突然、私の頭に閃光が走り、見知らぬ記憶が流れ込んできた。明治時代の安養寺、若い住職の姿、そして美しい女性との約束。彼女を犠牲にして得た力、そして裏切りの罪悪感。
「僕は…あなたを殺したのか」思わず口から言葉が漏れた。
住職が驚いた顔で私を見つめる。「和也くん、何を言っている?」
女性の幽霊は微笑んだ。「転生しても、魂は覚えているのだな」
私は混乱していた。自分の中に別の記憶、別の人格が存在するような感覚。しかし同時に、不思議な安心感も湧いてきた。
「妙心さん、本当にごめんなさい」私は深く頭を下げた。「あなたを裏切って、苦しませてしまって」
幽霊は私の前に立ち、冷たい手で私の頬に触れた。「待っていたのは謝罪の言葉ではない。ただ、真実を認めてほしかっただけよ」
その瞬間、本堂に光が満ち、女性の姿は徐々に透明になっていった。
「百年の恨みは晴れた。今こそ私は成仏できる」
最後に微笑んだ女性の姿は、光の粒子となって消えていった。
翌朝、施餓鬼会は厳かに執り行われた。不思議なことに、私は昨夜の出来事を鮮明に覚えていたが、現実とも幻ともつかない感覚だった。
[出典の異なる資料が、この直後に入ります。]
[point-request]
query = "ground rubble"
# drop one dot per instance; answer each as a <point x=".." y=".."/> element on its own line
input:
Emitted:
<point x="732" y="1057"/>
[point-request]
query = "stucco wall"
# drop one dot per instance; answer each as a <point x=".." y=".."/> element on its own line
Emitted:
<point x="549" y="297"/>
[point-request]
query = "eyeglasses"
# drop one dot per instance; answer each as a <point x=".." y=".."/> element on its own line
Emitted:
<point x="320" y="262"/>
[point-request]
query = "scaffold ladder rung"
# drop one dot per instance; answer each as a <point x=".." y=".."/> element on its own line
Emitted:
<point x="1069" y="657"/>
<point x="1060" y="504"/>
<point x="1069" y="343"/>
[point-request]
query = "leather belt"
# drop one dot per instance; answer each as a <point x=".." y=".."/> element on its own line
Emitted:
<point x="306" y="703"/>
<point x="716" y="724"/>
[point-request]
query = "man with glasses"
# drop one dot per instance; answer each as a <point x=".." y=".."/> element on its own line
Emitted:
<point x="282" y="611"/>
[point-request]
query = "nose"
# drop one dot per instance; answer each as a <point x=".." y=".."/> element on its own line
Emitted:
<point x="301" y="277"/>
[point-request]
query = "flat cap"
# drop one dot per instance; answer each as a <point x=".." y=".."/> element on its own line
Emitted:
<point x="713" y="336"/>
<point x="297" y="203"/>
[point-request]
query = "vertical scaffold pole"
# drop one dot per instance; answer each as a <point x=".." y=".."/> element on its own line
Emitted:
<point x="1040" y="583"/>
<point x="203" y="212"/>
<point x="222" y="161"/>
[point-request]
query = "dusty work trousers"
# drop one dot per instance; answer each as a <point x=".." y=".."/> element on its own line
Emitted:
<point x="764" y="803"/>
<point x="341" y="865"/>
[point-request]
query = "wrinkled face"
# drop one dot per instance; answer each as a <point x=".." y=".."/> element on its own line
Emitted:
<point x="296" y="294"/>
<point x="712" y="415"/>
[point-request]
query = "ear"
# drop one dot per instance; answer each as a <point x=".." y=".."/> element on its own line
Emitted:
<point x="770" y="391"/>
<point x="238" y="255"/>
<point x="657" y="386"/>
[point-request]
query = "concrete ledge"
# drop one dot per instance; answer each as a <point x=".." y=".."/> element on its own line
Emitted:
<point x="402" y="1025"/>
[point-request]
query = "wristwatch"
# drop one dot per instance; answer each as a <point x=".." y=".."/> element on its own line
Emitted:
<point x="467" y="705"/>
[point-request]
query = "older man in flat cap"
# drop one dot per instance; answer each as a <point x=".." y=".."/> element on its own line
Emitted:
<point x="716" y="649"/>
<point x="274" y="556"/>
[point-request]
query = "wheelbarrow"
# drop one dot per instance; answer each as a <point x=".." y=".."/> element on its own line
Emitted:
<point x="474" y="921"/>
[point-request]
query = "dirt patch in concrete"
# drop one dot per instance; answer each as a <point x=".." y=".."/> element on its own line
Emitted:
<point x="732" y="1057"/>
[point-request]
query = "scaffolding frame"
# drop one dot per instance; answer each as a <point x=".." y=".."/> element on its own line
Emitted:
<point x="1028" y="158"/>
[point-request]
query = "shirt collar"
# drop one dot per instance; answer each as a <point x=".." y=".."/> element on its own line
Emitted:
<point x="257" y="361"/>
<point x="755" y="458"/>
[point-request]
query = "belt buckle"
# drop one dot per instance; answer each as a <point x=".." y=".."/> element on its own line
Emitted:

儀式の後、住職は私を呼び、こう言った。「昨夜のことは、この寺の秘密として胸に留めておいてほしい。そして、もしよかったら、これからも安養寺とのご縁を大切にしてほしい」
私はうなずいた。そして帰り際、本堂の隅に安置されていた黒い位牌を見ると、それは新しい光沢を帯び、「藤本妙心信女 往生菩提」と刻まれていた。
あれから数年が経ち、私は大学で仏教学を学んでいる。時々安養寺を訪れると、住職は優しく迎えてくれる。そして私は感じるのだ。自分の中に眠る古い記憶と、これから紡いでいく新しい物語を。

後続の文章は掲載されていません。